228: DHCP servers manage two databases: (1) an Address Pool database for
229: holding IP addresses and other network configurations and (2) a
230: Binding database for mappings between hardware MAC addresses and an
231: entry in the Address Pool. Though most frequently used to assign
232: dynamic IP addresses, DHCP can also assign a dedicated static address
233: for a device that re-joins. On a network that uses DHCP with dynamic
234: addresses, maintaining a log is absolutely necessary to be able to
235: forensically associate dynamically changing IP addresses to specific devices.
236:
237: \subsection{Scanners}
238: Scanners for defensive purposes are used to perform risk management by
239: detecting vulnerabilities and notifying system administrators of the
240: vulnerabilities and patches that need to be installed. They typically
241: generate reports rather than logs, though. Scanners range from simple
242: port scanners such as NMAP that report open ports and operating
243: systems detected, to very advanced scanners such as NESSUS that runs NMAP to
244: detect open ports and determines exact versions of services running, and
245: whether these systems are vulnerable to known exploits. Along with
246: the rise in managed security, there are companies such as Qualys that
247: provide proprietary scanners through a web interface and scan for
248: you. Qualys, for example, will scan from the outside---or inside if
249: you purchase a special network device---and produce a complete,
250: customizable report in multiple formats that indicates what
251: vulnerabilities your systems have.

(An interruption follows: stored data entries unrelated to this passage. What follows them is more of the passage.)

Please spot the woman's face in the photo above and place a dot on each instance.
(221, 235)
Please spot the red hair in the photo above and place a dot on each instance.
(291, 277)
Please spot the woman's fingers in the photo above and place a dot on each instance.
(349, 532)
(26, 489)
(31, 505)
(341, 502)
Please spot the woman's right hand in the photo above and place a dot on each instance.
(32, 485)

With these managed services you
252: typically get easier to read reports and the most up-to-date
253: vulnerability databases.
254:
255: While this list of sixteen log types may seem exhaustive, it is not.
256: The list of potential log sources are more numerous than the number of
257: services and daemon processes in deployment. There are many
258: proprietary logs we did not mention, including reference monitor
259: alerts, router traps and a myriad of application software
260: logs---though many of the latter log through syslog on UNIX based
261: platforms. The challenge to those working on the problem of log
262: anonymization for security is that they must consider as many log
263: sources as possible and try to generate a basis of logs that contain
264: as much information as possible with minimal over lap between logs.